A data breach at Moneycontrol has come to light. This breach has impacted 7 lakh+ users. Independent security researcher, Sourajeet Majumdar in a tweet reported this incident first. As per the tweet, personal data of over 7 lakh users of Moneycontrol was available on the dark web. According to the hackers, the breach occurred six to seven months ago. The majority of victims of the breach are from India.
The leaked data includes users’ usernames, plain-text passwords, phone numbers, email addresses, and city and state of residence.
As per Inc42, the data breach also affects some paid subscribers of Moneycontrol.
Exchange between Majumdar and Moneycontrol’s CTO
On April 9, a day after this report, in a tweet, Pandurang Nayak, CTO, Digital, Network 18 replied
Appreciate that this has been brought to our attention. Prima facie, this appears to be an old data set. Information about current users is safe. The organisation takes its responsibility towards information security very seriously.”

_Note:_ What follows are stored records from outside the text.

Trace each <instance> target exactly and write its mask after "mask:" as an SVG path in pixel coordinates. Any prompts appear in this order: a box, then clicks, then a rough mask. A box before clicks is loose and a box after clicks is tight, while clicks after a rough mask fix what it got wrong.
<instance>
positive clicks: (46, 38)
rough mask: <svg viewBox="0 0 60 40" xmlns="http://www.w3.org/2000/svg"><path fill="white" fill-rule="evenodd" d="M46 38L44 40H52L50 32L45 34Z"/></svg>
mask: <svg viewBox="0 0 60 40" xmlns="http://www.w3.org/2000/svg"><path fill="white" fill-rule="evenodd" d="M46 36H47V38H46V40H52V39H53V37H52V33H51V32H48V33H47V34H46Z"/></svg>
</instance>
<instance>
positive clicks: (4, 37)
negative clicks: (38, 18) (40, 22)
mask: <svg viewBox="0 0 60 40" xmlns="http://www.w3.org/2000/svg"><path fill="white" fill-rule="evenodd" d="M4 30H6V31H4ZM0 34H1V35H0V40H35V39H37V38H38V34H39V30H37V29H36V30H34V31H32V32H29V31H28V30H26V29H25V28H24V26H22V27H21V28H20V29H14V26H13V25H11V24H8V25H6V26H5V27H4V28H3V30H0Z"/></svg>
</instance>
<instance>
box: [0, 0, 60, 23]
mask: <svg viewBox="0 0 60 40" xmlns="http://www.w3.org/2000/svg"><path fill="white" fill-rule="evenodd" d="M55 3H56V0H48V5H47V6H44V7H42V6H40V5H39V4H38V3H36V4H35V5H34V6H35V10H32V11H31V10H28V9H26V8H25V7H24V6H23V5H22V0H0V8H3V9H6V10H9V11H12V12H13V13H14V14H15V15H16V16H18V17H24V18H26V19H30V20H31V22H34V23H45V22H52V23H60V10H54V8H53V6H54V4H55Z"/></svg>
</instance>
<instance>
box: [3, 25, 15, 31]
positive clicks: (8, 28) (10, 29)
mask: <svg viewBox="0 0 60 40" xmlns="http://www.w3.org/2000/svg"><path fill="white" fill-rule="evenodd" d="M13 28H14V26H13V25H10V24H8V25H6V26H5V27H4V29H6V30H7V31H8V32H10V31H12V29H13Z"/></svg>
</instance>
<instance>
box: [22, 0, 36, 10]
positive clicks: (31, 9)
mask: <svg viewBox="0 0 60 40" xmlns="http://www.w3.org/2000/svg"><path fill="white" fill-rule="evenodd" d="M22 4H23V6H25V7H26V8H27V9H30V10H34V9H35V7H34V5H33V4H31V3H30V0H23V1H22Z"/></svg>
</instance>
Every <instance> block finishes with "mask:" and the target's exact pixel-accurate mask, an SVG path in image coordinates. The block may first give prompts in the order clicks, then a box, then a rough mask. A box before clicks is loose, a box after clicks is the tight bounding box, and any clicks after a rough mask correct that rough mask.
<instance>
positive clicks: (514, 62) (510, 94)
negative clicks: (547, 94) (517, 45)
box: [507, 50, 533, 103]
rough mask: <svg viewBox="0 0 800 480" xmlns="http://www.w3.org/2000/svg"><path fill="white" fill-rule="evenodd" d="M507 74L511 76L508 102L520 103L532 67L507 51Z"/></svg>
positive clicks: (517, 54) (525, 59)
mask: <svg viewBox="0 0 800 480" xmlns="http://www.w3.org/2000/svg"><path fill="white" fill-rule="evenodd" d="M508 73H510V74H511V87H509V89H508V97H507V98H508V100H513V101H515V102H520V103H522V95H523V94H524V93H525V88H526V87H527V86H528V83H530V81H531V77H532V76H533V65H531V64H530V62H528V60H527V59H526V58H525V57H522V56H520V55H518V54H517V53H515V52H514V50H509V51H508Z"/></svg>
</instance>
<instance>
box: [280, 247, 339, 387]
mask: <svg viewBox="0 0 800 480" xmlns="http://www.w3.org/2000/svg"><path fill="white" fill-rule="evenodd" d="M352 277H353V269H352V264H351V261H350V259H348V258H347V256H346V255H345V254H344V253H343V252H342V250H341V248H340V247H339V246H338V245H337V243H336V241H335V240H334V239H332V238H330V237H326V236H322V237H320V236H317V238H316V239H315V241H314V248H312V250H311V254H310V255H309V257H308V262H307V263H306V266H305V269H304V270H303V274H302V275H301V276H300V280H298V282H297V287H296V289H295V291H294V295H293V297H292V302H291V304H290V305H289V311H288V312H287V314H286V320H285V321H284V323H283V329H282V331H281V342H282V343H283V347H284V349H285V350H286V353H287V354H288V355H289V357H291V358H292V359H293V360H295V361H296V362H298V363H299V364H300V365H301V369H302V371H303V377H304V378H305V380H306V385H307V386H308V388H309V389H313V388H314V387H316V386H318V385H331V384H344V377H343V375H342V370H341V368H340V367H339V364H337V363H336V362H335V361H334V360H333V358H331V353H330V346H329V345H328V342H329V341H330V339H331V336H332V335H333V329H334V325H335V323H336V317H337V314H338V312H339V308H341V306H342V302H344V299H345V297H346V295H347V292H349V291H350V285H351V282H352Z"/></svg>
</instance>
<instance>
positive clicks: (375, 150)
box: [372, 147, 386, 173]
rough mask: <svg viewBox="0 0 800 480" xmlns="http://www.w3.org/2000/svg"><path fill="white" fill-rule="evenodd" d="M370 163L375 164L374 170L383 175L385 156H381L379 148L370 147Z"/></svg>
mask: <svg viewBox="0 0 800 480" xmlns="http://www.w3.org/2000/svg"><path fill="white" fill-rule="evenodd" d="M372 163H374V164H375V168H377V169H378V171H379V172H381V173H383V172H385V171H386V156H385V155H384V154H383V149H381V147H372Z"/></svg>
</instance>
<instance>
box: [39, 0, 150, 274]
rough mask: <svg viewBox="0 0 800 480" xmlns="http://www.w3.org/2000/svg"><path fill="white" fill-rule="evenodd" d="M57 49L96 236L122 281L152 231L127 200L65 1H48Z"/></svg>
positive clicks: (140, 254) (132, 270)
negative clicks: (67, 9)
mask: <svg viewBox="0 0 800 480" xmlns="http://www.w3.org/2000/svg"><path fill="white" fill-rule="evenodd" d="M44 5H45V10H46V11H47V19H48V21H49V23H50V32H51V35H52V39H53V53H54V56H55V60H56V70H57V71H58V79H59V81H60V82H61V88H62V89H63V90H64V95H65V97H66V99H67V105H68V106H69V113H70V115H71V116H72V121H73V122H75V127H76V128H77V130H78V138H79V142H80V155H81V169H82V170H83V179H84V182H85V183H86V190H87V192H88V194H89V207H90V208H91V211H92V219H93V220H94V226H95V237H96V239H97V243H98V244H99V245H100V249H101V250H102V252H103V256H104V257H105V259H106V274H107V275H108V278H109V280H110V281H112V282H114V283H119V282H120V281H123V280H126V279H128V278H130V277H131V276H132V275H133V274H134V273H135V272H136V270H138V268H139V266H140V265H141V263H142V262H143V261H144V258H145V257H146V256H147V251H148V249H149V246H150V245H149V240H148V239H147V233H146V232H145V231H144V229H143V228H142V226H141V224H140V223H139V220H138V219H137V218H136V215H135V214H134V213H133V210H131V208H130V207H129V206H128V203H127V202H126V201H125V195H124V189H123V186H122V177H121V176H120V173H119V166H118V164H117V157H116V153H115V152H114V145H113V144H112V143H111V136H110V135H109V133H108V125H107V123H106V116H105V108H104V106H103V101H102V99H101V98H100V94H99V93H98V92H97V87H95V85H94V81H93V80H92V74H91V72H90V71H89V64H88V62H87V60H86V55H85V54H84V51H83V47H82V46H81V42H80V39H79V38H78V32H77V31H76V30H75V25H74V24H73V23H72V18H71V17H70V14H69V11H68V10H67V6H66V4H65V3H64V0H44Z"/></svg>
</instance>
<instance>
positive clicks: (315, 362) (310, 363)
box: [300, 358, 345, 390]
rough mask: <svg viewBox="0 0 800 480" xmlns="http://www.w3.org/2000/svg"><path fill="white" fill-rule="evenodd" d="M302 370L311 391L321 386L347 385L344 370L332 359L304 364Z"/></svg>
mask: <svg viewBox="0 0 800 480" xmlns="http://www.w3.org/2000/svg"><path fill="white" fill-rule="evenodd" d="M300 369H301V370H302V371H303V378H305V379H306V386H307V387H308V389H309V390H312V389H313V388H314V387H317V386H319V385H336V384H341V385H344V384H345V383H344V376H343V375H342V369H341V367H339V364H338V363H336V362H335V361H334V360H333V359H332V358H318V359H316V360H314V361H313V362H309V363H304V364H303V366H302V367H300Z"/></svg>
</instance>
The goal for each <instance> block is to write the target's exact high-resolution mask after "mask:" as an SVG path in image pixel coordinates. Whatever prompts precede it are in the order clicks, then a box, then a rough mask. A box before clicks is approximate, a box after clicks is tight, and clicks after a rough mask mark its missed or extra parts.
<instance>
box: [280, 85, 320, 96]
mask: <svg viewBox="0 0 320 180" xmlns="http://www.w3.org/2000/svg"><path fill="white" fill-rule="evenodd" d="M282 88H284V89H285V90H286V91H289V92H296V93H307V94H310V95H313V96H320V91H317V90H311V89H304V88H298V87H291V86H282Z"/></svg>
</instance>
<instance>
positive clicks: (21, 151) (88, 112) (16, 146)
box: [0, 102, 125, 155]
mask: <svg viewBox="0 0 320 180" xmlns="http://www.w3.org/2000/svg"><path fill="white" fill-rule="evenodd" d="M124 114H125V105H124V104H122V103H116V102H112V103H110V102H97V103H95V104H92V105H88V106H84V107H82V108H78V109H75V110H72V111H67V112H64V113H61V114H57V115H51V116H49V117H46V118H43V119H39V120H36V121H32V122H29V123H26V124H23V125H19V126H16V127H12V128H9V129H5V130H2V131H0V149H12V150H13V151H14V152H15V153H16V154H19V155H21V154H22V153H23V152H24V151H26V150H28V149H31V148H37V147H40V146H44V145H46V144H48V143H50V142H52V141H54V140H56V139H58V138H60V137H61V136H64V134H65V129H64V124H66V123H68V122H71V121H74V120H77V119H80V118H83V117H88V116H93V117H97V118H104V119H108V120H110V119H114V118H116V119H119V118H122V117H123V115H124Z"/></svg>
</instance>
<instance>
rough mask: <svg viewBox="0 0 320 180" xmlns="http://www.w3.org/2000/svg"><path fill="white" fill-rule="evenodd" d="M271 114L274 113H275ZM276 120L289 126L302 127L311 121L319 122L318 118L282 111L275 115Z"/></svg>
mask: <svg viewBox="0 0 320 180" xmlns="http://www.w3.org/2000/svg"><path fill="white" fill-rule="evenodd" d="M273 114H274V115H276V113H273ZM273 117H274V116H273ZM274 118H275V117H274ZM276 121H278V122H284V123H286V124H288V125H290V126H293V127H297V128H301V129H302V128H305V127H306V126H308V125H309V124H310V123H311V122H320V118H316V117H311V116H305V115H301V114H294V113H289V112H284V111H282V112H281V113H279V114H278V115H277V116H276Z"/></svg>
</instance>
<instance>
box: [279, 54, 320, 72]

On April 10, Moneycontrol resets users’ passwords stating that they non-compliant with their policy. Moneycontrol sent emails containing username and new password. This came to light after some users started replying to Majumdar’s thread reporting the incident.
After this, Majumdar replied to Nayak’s tweet. He asked him if he acknowledges that there was any breach. He asked as to what criteria Nayak used to come to the conclusion that the data was old. How the company would maintain the protection of the users if the accounts were generated before the password policy was revised.
Nayak has not yet replied to the questions raised by Sourajeet.
This seems to have become a trend to passively acknowledge a breach by simply suggesting that the leaked dataset ‘seems to be an old data set’, and that the data of present users is safe. Facebook resorted to a similar trick recently when confronted with leaked data. However, readers must note that even if a breached entity labels data as ‘old’, the data could still be in use and does not lose its relevance in phishing campaigns.